Os advogados e a família dos “mercenários americanos” confiam no Relatório Leveson, que tem 11 fatores que devem ser analisados em casos como estes, que Mark não quis discutir nesta entrevista devido a limitações de tempo. Mas ele explicou que basicamente compreende três factos importantes: “Onde estão as pessoas realmente inocentes do crime? Será que as pessoas detidas estão a ser usadas como peões políticos para uma negociação? Foi dado às pessoas o devido processo no país? Bem, no caso de Luke e Airan, é indiscutível que a Venezuela está a tentar utilizá-los para negociar. Afirmaram regularmente que estão a tentar, que estão a ser mantidos como prisioneiros políticos. Jorge Rodríguez Rodríguez mencionou-os várias vezes quando fala com os seus homólogos norte-americanos. E falam das condições em que soltariam os detidos. “Se fizerem isto, estamos dispostos a libertar os Boinas Verdes”, acrescentou.

O irmão de Luke afirmou que: “Eles estão a ser negociados, essa é outra questão, nem Luke e Airan nem os seus advogados foram alguma vez exatamente informados das acusações em contra. Eles não querem ser reconhecidos por esse país. Após a alegada confissão em vídeo, foram condenados a 20 anos de prisão, mas em nenhum momento foram objeto de um processo justo nos termos da lei. De facto, foi-lhes dito que, assim que fossem informados das acusações, o processo de negociação da confissão começaria.
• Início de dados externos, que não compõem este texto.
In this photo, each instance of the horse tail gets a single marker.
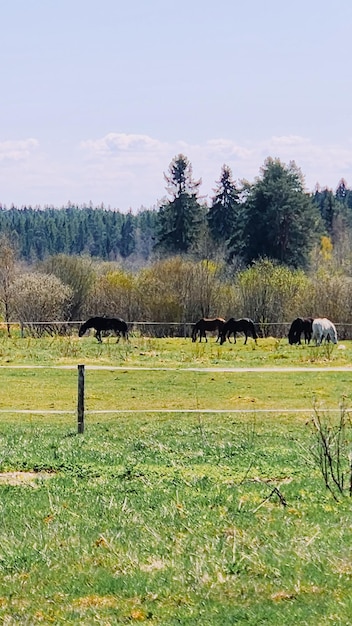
(124, 329)
(292, 333)
(83, 329)
(195, 331)
(255, 336)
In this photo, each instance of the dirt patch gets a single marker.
(22, 478)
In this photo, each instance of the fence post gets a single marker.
(80, 400)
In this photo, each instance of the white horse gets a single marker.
(323, 329)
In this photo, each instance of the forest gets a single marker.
(266, 250)
(272, 217)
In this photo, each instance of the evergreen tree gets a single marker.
(180, 218)
(128, 243)
(223, 213)
(282, 222)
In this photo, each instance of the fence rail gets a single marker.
(81, 411)
(156, 329)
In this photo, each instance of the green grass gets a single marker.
(169, 518)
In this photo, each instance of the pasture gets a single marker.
(170, 518)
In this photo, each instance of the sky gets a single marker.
(98, 96)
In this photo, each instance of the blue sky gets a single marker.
(97, 97)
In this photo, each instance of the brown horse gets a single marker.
(118, 326)
(244, 325)
(211, 324)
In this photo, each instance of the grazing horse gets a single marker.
(324, 329)
(105, 323)
(204, 324)
(300, 325)
(244, 325)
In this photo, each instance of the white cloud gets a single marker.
(114, 144)
(126, 170)
(17, 150)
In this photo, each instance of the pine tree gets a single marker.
(282, 221)
(223, 213)
(179, 219)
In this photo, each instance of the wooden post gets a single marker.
(80, 401)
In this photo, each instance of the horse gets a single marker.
(244, 325)
(100, 324)
(324, 329)
(300, 325)
(204, 324)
Acha que a negociação é a troca de Luke Denman e Airan Berry pelo diplomata Alex Saab?

Já ouvi essa ideia a circular muito. Não tenho informações exatas sobre o que as pessoas de alto nível estão a fazer nestas negociações. Somos uma família simples do Texas. Ouvi muitas ideias a dizerem se é de facto uma troca de prisioneiros entre nações. Não sabemos exatamente quais são as propostas, mas esperamos certamente que estejam a acontecer como temos escutado.

É de notar que, na altura em que as autoridades venezuelanas apresentaram o caso, Jorge Rodriguez, VP de comunicação e informação referiu-se aos norte-americanos como duas pessoas acusadas dos crimes de tentativa de golpe de estado e tentativa de magnicídio e que ambos estavam detidos sob as ordens da justiça venezuelana no Serviço de Informações (Sebin).
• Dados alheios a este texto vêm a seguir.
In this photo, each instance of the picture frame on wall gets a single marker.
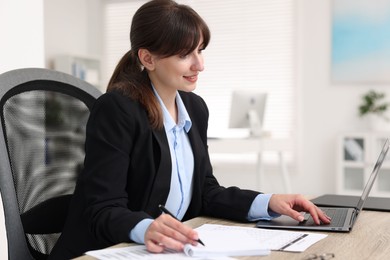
(360, 41)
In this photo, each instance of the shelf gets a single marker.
(87, 69)
(357, 154)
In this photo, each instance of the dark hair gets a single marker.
(165, 28)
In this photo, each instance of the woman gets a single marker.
(146, 145)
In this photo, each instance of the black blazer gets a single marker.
(127, 175)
Luke Denman e Airan Berry, antigos soldados e empregados da empresa militar norte-americana Silvercorp, foram condenados em julho, três meses após terem sido presos. O julgamento foi conduzido em tempo recorde em comparação com outros casos criminais em curso no país das Caraíbas.

No entanto, Rendón explicou posteriormente que: “No final, não lhes deu “luz verde”. Juan Guaidó não assinou o acordo”. Isto seria uma contradição com as declarações feitas pelo irmão de um dos detidos na Venezuela, bem como com a cassete que ficou viral mostrando a assinatura de Juan Guaidó no documento.
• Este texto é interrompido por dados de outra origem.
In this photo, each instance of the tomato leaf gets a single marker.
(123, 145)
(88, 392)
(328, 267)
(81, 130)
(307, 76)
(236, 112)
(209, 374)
Em julho de 2020, dois dos seis antigos executivos da Citgo detidos na Venezuela, conhecidos como Citgo 6, foram colocados sob prisão domiciliária, segundo o diplomata norte-americano Bill Richardson, que se encontrou com o Presidente venezuelano Nicolás Maduro há quinze dias para discutir o assunto. No entanto, no mesmo dia da extradição de Alex Saab, os Citgo 6 regressaram à prisão.

Por seu lado, “os mercenários”, como o atual governo venezuelano indica, são antigos os Boinas Verdes, Airan Berry e Luke Denman, que continuam detidos e acusados nesse país: “Uma tentativa de invasão orquestrada por elementos da oposição venezuelana” e a sua família continua a fazer todos os esforços humanos possíveis para que o governo dos EUA os traga de volta, alimentando numa das suas esperanças o intercâmbio diplomático entre os detidos e tendo em conta que o mesmo poderia acontecer com o diplomata venezuelano detido, Alex Saab.

Alex Saab foi detido e extraditado para os Estados Unidos de uma prisão em Cabo Verde para ser julgado inicialmente a 3 de janeiro. O julgamento foi adiado devido a um recurso interposto pela defesa do diplomata venezuelano. O governo dos EUA está a acusá-lo de possível branqueamento de capitais e negócios ilícitos, onde alegadamente facilitou lucros milionários a Nicolás Maduro em importações para a Gran Misión Vivienda Venezuela entre 2011 e 2015.